NOTE: There are more recent revisions of this legislation. Read Latest Draft
Bill Title: Health care coverage: health facilities: cost and

Spectrum: Partisan Bill (Republican 1-0)

Status: (Engrossed - Dead) 2010-08-31 - Re-referred to Com. on P.E.,R. & S.S. pursuant to Assembly Rule 77.2. Action rescinded whereby the bill was re-referred to Com. on P.E.,R. & S.S. pursuant to Assembly Rule 77.2. (Page 6934.) To inactive file on motion of Assembly Member Charles Calderon. [AB2389 Detail]

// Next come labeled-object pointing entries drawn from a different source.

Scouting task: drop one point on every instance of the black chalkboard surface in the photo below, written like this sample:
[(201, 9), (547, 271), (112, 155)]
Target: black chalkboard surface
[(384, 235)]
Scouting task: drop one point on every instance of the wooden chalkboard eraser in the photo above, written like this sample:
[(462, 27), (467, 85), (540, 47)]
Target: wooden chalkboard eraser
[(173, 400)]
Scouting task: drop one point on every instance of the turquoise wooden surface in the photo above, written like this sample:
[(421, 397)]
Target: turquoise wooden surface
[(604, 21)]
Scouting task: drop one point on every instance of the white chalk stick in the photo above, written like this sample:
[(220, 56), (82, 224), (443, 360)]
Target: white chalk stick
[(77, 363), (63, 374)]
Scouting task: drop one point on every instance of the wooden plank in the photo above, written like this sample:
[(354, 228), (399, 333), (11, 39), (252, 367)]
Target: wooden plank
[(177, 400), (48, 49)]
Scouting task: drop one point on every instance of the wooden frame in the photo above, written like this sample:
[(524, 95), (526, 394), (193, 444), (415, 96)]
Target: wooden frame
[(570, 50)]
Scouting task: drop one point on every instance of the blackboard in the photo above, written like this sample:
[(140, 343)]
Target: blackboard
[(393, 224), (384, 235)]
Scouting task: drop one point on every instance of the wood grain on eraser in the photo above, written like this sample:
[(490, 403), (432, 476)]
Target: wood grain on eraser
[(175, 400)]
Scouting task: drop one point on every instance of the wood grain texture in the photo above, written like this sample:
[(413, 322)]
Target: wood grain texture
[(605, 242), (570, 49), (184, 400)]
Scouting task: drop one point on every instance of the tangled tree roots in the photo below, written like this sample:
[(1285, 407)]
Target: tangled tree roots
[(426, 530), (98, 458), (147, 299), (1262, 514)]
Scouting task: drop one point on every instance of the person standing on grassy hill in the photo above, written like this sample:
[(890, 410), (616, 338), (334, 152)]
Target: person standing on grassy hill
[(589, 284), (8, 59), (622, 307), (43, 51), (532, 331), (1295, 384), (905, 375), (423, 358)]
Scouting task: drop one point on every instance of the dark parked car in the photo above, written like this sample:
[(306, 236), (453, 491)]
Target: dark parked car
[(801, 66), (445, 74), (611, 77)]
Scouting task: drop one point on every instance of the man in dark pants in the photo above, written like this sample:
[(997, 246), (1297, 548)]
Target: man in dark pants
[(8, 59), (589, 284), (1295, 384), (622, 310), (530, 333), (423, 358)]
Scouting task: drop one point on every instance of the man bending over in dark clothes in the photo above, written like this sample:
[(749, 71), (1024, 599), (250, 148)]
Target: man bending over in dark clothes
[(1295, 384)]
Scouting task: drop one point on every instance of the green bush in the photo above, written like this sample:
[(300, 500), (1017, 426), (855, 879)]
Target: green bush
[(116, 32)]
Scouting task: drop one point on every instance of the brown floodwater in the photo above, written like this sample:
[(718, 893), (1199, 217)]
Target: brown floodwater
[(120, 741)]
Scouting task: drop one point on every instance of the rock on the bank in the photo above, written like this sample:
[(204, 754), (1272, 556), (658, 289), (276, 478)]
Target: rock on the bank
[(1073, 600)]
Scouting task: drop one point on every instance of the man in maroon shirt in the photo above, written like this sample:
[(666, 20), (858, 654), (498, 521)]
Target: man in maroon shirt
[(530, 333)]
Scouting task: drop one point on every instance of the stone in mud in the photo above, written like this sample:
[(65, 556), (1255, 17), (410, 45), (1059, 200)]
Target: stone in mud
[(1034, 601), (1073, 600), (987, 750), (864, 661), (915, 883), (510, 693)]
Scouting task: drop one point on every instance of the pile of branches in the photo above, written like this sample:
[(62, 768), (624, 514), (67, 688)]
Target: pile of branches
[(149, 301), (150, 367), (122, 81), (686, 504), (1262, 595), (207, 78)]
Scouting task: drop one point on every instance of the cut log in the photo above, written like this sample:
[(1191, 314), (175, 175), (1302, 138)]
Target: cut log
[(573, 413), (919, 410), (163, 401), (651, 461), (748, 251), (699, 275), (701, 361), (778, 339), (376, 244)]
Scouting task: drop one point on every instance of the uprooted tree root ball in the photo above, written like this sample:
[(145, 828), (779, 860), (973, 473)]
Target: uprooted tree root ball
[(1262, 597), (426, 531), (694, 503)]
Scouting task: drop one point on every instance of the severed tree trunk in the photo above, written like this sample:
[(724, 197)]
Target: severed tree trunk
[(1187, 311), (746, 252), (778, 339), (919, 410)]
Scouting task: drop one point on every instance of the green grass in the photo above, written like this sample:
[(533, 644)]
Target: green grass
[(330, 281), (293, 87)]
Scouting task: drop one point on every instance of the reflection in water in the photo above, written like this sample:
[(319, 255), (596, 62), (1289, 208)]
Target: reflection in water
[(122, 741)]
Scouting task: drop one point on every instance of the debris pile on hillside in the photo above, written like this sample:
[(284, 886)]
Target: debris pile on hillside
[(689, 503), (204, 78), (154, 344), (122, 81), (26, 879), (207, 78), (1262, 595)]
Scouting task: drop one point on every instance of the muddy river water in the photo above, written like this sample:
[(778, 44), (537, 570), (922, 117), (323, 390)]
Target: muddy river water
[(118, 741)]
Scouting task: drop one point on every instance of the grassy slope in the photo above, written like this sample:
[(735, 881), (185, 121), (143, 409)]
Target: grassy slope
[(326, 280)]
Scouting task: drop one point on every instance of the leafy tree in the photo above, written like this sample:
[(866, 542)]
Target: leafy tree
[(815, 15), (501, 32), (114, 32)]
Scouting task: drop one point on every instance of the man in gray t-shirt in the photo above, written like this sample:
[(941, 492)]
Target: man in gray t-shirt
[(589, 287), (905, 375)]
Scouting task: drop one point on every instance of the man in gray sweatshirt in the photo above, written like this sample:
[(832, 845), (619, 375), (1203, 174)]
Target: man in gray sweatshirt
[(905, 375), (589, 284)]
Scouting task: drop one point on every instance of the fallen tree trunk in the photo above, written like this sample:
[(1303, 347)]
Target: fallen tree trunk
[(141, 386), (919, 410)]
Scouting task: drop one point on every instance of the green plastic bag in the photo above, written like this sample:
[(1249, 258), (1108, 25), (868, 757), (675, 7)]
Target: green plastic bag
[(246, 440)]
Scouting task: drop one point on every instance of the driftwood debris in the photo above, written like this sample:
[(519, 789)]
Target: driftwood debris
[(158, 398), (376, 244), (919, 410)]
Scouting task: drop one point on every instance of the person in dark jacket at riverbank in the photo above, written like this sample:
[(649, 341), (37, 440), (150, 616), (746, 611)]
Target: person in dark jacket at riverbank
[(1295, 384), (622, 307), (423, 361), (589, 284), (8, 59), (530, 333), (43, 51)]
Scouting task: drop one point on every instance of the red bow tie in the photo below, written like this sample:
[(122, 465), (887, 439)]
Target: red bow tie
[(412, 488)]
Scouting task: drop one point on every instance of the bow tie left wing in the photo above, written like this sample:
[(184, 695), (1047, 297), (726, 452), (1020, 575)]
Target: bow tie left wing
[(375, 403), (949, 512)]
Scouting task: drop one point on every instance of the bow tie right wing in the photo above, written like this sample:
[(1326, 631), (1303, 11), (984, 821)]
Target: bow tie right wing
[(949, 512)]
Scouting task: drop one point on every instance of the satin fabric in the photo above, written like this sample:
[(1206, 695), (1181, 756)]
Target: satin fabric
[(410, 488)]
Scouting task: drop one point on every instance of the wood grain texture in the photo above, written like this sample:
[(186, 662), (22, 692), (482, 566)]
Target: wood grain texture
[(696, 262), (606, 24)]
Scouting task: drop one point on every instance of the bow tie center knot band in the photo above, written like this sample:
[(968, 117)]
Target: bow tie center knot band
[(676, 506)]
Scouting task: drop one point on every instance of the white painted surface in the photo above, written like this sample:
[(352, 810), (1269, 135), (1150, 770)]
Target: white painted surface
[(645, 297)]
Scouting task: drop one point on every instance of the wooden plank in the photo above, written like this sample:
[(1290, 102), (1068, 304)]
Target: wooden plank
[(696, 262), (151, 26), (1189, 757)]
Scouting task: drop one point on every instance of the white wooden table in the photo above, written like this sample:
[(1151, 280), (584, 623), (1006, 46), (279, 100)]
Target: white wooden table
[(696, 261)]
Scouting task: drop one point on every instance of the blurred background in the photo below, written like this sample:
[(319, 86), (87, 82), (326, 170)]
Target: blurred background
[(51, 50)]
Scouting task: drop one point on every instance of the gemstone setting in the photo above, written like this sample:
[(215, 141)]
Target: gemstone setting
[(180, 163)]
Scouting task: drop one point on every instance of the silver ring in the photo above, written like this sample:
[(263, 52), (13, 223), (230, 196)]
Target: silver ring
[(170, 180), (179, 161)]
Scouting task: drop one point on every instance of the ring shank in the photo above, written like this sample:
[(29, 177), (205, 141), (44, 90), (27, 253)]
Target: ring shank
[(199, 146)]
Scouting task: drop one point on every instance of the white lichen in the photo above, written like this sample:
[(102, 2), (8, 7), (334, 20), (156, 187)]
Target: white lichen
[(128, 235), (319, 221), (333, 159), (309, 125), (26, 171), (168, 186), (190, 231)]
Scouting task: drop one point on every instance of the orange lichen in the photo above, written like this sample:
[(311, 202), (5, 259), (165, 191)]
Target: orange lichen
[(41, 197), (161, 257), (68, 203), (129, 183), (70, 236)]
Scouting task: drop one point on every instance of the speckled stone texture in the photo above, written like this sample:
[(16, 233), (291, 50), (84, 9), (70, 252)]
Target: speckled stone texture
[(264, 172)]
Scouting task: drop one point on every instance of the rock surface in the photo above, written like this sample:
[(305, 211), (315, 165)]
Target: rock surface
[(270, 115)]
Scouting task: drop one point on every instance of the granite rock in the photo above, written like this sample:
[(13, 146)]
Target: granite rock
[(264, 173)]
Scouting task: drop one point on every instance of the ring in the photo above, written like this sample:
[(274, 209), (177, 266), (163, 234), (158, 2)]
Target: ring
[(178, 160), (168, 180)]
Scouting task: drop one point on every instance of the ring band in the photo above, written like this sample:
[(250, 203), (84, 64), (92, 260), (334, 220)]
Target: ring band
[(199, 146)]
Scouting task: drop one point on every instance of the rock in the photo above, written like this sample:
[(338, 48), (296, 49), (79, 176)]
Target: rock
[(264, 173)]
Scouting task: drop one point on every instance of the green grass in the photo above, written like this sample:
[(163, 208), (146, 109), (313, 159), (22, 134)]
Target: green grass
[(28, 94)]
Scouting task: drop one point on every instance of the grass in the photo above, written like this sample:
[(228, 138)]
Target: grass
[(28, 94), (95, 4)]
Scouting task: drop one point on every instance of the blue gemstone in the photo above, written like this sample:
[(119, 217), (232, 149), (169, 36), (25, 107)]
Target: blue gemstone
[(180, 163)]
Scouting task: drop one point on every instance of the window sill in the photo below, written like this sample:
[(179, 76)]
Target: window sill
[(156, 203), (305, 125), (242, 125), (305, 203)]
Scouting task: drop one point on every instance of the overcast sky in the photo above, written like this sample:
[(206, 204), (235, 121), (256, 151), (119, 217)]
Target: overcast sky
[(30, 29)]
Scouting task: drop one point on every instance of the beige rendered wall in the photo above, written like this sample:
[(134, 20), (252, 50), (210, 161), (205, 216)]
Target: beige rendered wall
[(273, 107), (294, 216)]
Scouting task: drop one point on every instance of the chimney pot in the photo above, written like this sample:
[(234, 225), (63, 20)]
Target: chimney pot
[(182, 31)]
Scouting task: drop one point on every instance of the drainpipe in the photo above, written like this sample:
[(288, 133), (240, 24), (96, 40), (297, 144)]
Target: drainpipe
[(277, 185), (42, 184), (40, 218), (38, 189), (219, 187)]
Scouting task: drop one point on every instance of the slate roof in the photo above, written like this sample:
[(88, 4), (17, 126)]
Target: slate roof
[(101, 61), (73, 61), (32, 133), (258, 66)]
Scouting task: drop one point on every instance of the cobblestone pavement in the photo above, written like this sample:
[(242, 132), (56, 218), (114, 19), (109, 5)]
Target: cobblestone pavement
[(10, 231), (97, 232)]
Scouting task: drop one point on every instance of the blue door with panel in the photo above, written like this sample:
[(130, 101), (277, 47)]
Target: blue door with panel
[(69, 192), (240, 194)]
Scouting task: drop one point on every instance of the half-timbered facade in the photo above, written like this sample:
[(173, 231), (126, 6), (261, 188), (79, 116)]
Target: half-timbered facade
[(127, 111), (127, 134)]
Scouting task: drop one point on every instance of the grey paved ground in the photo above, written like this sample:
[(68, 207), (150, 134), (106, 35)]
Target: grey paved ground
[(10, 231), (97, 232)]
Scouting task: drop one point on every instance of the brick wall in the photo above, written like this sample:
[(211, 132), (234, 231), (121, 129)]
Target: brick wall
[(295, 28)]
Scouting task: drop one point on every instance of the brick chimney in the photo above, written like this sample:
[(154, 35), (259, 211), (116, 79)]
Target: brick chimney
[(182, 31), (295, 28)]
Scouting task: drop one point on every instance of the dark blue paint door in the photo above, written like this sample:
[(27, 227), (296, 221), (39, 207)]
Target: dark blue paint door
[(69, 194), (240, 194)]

Download: California-2009-AB2389-Introduced.html
BILL NUMBER: AB 2389	INTRODUCED
	BILL TEXT


INTRODUCED BY   Assembly Member Gaines

                        FEBRUARY 19, 2010

   An act to amend Section 1569.70 of the Health and Safety Code,
relating to care facilities.


	LEGISLATIVE COUNSEL'S DIGEST


   AB 2389, as introduced, Gaines. Residential care for the elderly.
   Existing law requires the State Department of Social Services to
license and regulate residential care facilities for the elderly.
   This bill would make a technical, nonsubstantive change in those
provisions.
   Vote: majority. Appropriation: no. Fiscal committee: no.
State-mandated local program: no.


THE PEOPLE OF THE STATE OF CALIFORNIA DO ENACT AS FOLLOWS:

  SECTION 1.  Section 1569.70 of the Health and Safety Code is
amended to read:
   1569.70.  It is the intent of the Legislature to develop and
implement a plan to establish three levels of care under the
residential care facility for the elderly license, subject to future
Budget Act appropriations and statutory authorization to implement
levels of care.
   (a) The guidelines for the development of these levels of care
are:
   (1) Level I--Base care and supervision.  Residents at this level
are able to maintain a higher degree of independence and need only
minimum care and supervision, as defined, and minimal personal care
assistance.
   (2) Level II--Nonmedical personal care.  Residents at this level
have functional limitations and psychosocial needs requiring not only
care and supervision but frequent assistance with personal
activities of daily living and active intervention to help them
maintain their potential for independent living.
   (3) Level III--Health related assistance.  Residents at this level
require the services of lower levels and rely on the facility for
extensive assistance with personal activities of daily living. This
level may include residents who also require the occasional services
of an appropriate skilled professional due to chronic health problems
and returning residents recovering from illness, injury, or
treatment that required placement in facilities providing higher
levels of care.
   These levels are to be based on the services required by residents
at each level due to their functional limitations.
   (b) The levels of care plan shall include:
   (1) Guidelines for meeting requirements at each level of care by
utilizing appropriate community and professional services. Options
shall be provided to allow facilities to meet resident needs by
accessing community services or hiring appropriate staff.
   (2) Assessment procedures for facility evaluation of residents'
level of care needs.
   (3) Process for ensuring the individual facility's ability to
serve clients at each level of care they intend to provide.
   (4) Recommendations for a supplemental rate structure based on the
services required at Levels II and III to be provided for residents
who need those levels of care and are recipients of SSI/SSP. These
rates shall be in addition to the basic SSI/SSP rate for providing
care supervision and shall reflect actual costs of operation for
residential care facilities for the elderly.
   (5) Procedures for assessment and certification of SSI/SSP
recipients, by county social services departments to allow for
administration of the supplemental rate structure.
   (6) Procedures for evaluating and monitoring the appropriateness
of the levels of care determined for SSI/SSP recipients.
   (c) Implementation of the levels of care system shall consider the
applicability of the 1985 level of care report developed by the
California Health and Human Services Agency  , so as
 to ensure continuity in the residential care facility for
the elderly program as outlined under this chapter.